Nine of the 14 patients with clonal aberrations (64%) exhibited a hypodiploid-hypotetraploid karyotype (42-45 chromosomes), 3 were pseudodiploid (46 chromosomes), and 2 hyperdiploid (48-49 chromosomes). With the exception of 3 patients (2 with a single anomaly and 1 with 2 aberrations), all 11 other patients were characterized by complex chromosome clones (3 or more anomalies/clone; Figure1A). The number of alterations in individual clones varied between 1 and 16 (mean, 6.8 aberrations). In this setting, analysis by 24-color karyotyping was particularly useful for resolving complex rearrangements such as ring chromosomes and derivative chromosomes, for example (Figure 1B).

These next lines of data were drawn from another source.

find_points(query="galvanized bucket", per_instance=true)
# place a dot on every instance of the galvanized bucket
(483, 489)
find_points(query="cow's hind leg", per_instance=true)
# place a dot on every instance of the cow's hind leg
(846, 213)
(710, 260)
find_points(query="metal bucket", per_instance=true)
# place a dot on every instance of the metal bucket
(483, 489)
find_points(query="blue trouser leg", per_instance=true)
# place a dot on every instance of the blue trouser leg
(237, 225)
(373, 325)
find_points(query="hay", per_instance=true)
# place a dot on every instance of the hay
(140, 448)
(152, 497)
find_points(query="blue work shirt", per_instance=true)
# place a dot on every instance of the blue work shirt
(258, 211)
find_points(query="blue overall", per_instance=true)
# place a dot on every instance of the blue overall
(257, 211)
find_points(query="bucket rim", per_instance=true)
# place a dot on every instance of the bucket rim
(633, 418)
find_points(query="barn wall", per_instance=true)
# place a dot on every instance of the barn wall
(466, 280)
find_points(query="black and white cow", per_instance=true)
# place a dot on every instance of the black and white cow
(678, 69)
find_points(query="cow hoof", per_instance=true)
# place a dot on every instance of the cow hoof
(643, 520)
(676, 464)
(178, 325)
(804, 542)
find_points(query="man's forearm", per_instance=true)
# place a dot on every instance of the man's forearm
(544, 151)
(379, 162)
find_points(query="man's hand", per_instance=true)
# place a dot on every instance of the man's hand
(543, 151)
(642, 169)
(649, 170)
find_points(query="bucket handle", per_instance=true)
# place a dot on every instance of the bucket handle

Despite considerable karyotype complexity, chromosomal alterations clearly concentrated on 6 major chromosomal targets: 5q (10 of 14, 72%), 12p and 13q (9 cases each, 64%), 6q (7 of 14, 50%), 15q (6 of 14, 43%), and 9 (4 of 14, 28%). Only del(5q) and del(12p) were observed as isolated aberrations in one case each and could thus be considered as “primary” events. However, in the patient with del(5q) as the sole aberration, cells with del(5q) alone were part of the minor stemline, whereas the major deriving subclone contained as many as 9 additional aberrations. One patient had a simple hypodiploid karyotype with monosomy 9 and 13. All other patients displayed these aberrations in varying combinations, except one (UPN13) who presented a complex karyotype with del(13q) without any other aberration belonging to this major group of 6. Six patients showed evidence of karyotype progression as indicated by clonal evolution (UPN 3, 12, 13, 16, and 24) or the presence of a composite karyotype (UPN 4). Interestingly, in 3 of these 6 patients, del(12p), del(6q), and 5q rearrangements could be seen to occur as secondary events (one case each, Table 1).

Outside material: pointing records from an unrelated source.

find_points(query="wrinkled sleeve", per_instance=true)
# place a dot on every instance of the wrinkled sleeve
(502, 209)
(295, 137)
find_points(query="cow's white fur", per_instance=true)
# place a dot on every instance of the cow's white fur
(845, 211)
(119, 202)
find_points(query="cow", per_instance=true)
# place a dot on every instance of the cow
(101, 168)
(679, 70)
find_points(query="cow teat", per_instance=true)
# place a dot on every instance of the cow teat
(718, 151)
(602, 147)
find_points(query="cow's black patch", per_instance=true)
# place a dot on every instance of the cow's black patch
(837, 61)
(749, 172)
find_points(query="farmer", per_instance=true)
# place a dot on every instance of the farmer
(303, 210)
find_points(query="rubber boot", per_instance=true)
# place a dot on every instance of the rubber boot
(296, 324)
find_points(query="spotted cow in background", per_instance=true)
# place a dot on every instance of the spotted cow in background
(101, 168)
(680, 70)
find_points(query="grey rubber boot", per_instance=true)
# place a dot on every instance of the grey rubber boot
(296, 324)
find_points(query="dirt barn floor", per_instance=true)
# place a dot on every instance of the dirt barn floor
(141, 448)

No clear-cut association was observed between cytogenetic profiles (presence or absence of aberrations, degree of complexity, clonal evolution) and clinical presentation/outcome or cytologic or immunophenotypic patterns.
Recurrent cytogenetic anomalies in CD4+, CD56+ DC2 leukemia target–specific chromosomal regions
The cytogenetic and FISH data obtained for the 14 CD4+, CD56+ DC2 acute leukemia patients with clonal abnormalities in this study were further analyzed with the aim of determining chromosomal regions of potential pathologic significance in this disease. For the 6 major chromosomal rearrangements, clustering of deletion and translocation breakpoints into specific chromosomal bands was evident in most cases (Figure2).
Cytogenetic 5q aberrations included 7 total/partial 5q deletions and 3 translocations (2 unbalanced, 1 balanced). It is noteworthy that a single patient showed a 5q balanced translocation breakpoint in band 5q31. Two distinct regions of deletion localizing to bands 5q21 and 5q34, respectively, were evident. Codeletion of these 5q intervals was observed in 4 of 9 patients.
A total of 8 breaks (7 patients) was found in chromosome 6. One der(6) (UPN 4) and a complex interchromosomal rearrangement identified by M-FISH (UPN 18) could not be specified further. Bands 6q22-23 were affected by balanced or unbalanced translocations in 4 cases: no recurrent partner chromosome was observed (3p25, 18q22, 1q, and one addition of material of unknown origin). Combined with 2 other cases with larger 6q deletions, this defines region 6q23-qter as the common region of deletion.
Anomalies of chromosome 12 usually resulted in nearly complete 12p deletion with the exception of one case with a terminal 12p13 deletion, thus delineating band 12p13 as the critical region of deletion. Four deletions resulted from unbalanced translocations with variable chromosome partners (chromosome 1 in 2 cases, chromosome 5 and 7 in 1 case each).
Chromosome 13 was involved in 9 cases: 6 complete deletions, one small interstitial deletion 13q13-21, one ring, and one derivative 5 chromosome composed of part of 13q without further precision (UPN18). These results delineate bands 13q13-21 as the minimal region of deletion.
Finally, chromosome 9 and 15 were mostly involved in complete deletions as confirmed by 24-color karyotyping (Figure 1), except for a 9p24 addition and a 15-paracentric inversion (breaks in 15q14 and 15q23), which occurred as a secondary event in one patient.
Discussion
The present study constitutes the largest cytogenetic investigation available to date on CD4+, CD56+DC2 acute leukemia and documents for the first time the existence of a unique cytogenetic profile for this novel disease entity. Following conventional cytogenetic and 24-color FISH analyses in 14 clonally rearranged cases, 6 major recurrent chromosomal aberrations were defined. These were 5q, 12p, 13q, 6q, 15q, and 9, which were involved in 72% (5q), 64% (12p and 13q), 50% (6q), 43% (15q), and 28% (monosomy 9) of cases, respectively. No evidence for the existence of cytogenetic/clinical subgroups was apparent in this series. In particular, adults and children showed equally complex karyotype changes and the same recurring chromosomal aberrations were observed in both cases. No correlation with clinical presentation, cytology, or immunology was found.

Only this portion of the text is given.